Since 2019, MacDonald says he has been cutting down space in his offices while shifting to offer agents a touchpoint to work with their colleagues.
The reception has been a positive one, according to MacDonald, who maintained that agents feel more comfortable in an updated office environment.
“I see us downsizing and staying in this smaller footprint, with more open offices and more collaborative areas where people can get together and share their ideas… get their work done and then go on doing their business,” MacDonald said during a break-out session of RISMedia’s “Spring Into Action” virtual event on April 8.
During the “The Future of Brick & Mortar: The New Face of the Real Estate Firm” session, MacDonald and his fellow panelists discussed what the “office of tomorrow” would look like and how it would impact business for brokers and agents.
“I think, for us, it has improved our culture,” said Lacey Conway, president and CEO of Latter and Blum in New Orleans during the panel discussion.
While she acknowledged the benefits that remote work provided to her agents, Conway said that she was still a proponent of having people work in offices. During the virtual session, she said that her company had no plans of shrinking their office space in their Louisiana or Texas markets.
According to Conway, her company has polled top agents in its Louisiana markets on how productive they felt in and out of the office.

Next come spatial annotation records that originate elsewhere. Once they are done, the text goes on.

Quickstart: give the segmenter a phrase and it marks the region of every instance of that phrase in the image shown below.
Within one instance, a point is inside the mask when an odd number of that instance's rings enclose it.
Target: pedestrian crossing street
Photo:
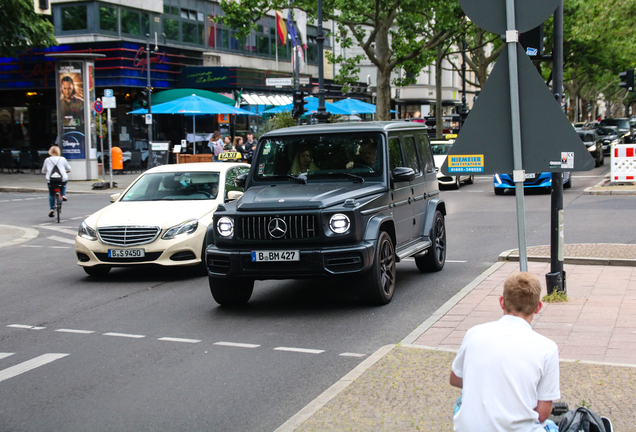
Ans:
[[[3,360],[10,358],[13,355],[15,355],[15,353],[0,352],[0,368],[2,368],[3,366]],[[33,369],[43,367],[51,362],[64,358],[67,355],[68,354],[62,354],[62,353],[42,354],[40,356],[18,363],[16,365],[9,366],[5,369],[0,369],[0,382],[8,380],[9,378],[16,377],[25,372],[29,372]]]

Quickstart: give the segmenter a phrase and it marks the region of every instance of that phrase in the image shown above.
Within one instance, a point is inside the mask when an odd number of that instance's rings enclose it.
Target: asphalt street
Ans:
[[[565,191],[568,243],[634,242],[624,227],[631,226],[635,197],[582,194],[608,169],[575,175]],[[0,193],[0,225],[39,233],[0,248],[0,425],[276,429],[518,246],[514,195],[495,196],[491,177],[442,197],[446,267],[421,274],[413,261],[400,263],[389,305],[360,305],[346,281],[266,281],[256,283],[246,307],[222,308],[192,269],[87,277],[73,239],[82,219],[108,204],[107,195],[71,195],[56,224],[46,217],[45,194]],[[525,205],[528,245],[549,244],[549,194],[527,193]]]

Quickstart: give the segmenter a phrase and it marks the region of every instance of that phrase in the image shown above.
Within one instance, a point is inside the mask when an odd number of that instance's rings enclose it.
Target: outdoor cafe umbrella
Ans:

According to Conway, about 90% of the surveyed agents said they worked better in the office.
“I also don’t know if we can put a figure on how many deals are saved or done with that interaction in the office,” she said. “As a company, we feel that personal interaction is key.”
With 1,800 agents in offices across New York, Massachusetts, Connecticut and Rhode Island, hybrid work schedules will likely become the norm, according to Candace Adams, CEO and president of Berkshire Hathaway HomeServices New England, Westchester & New York Properties.
According to Adams, she plans to set up office spaces to accommodate a more mobile environment, consolidating offices and opting for larger central offices with outposts in certain towns.
“In order to bring people together, we’ll continue to do . We find that it is going to be a huge advantage to be able to take people and bring them together and network,” said Adams. “We will also continue to innovate digitally for both our agents and consumers. We realize that is not going away, and it will become more a part of how we do business.”